I got a phone call from the NRA. They’ve been persistent about it – evidently they called a couple of times and asked for me when I wasn’t there, so somehow I got on their list as a gun owner, even though I haven’t owned a gun since long before I moved to this country. They made me listen to a recorded message from the president of the NRA with a bunch of bullshit about how Barack Obama wants to team up with Nancy Pelosi and Hillary Clinton to steal your guns. Then they asked me a couple of questions:
The first one was “Are you a proud gun owner” – I said yes, even though I’m not, just to see where they were going with this (as if I didn’t know).

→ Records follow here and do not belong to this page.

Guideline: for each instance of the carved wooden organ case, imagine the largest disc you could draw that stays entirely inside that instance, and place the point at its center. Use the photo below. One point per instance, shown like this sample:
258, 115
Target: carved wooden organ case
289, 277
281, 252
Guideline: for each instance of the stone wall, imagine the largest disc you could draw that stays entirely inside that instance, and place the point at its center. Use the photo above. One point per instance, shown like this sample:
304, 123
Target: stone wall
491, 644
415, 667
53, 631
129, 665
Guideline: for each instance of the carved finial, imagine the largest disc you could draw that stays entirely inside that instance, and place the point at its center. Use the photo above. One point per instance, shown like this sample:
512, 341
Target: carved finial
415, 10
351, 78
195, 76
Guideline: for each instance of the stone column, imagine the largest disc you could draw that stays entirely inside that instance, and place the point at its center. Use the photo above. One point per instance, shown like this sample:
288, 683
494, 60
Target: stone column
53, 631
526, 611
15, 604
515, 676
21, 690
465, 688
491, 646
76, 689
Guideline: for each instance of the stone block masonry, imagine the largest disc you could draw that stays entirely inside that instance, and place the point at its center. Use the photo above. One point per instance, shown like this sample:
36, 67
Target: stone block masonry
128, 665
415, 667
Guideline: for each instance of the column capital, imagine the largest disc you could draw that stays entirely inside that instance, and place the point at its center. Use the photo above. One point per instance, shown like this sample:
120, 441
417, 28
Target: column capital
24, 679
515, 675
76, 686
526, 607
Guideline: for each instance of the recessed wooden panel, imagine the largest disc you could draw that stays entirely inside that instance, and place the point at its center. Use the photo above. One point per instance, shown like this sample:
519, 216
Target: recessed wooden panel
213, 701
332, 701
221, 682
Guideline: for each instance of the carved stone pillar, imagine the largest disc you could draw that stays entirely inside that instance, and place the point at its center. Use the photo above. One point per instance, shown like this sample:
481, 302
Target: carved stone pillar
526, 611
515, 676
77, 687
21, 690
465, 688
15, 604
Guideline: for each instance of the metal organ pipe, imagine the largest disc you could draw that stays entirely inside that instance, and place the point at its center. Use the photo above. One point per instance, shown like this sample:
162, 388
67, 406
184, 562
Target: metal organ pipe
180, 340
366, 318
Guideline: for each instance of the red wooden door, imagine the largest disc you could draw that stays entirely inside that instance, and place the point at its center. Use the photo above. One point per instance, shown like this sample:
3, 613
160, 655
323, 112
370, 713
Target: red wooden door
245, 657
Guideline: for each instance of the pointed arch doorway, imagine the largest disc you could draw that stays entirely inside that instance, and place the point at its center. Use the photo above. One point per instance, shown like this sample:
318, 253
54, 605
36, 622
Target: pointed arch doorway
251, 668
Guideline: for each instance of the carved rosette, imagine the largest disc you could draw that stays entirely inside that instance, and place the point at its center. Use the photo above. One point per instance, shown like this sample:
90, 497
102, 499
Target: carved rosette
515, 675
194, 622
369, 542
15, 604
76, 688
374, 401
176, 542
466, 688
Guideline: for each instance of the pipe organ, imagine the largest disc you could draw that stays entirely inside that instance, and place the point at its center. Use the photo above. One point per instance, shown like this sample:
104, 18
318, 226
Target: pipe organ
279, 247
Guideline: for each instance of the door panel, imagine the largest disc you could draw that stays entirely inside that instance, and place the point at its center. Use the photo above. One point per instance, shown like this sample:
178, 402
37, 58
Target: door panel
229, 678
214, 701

The second one was an incredibly leading question about Obama, something about being worried about his “anti-gun ownership agenda”, and when I said “Absolutely not”, the questioner was utterly flat footed, like she’d never heard anybody answer the wrong way before. She thanked me for my time and hung up.
Awesome. Too bad they didn’t stay on the phone longer.
> the questioner was utterly flat footed
No wonder – your two responses contradicted each other. A proud gun owner would tend to be well enough informed about B.H.O.’s gun-related history that she couldn’t avoid being worried.
Or just maybe, Frank, they would think that there are more important things at stake in this election than whether people get to buy automatic weapons without a waiting period.
Sure, Paul, some civil rights are less important than others to different people. But even that doesn’t make your responses to the NRA callerbot any more logical.
@Frank: But, Paul is always right. Even when he is not right. Thats one very basic rule at this blog.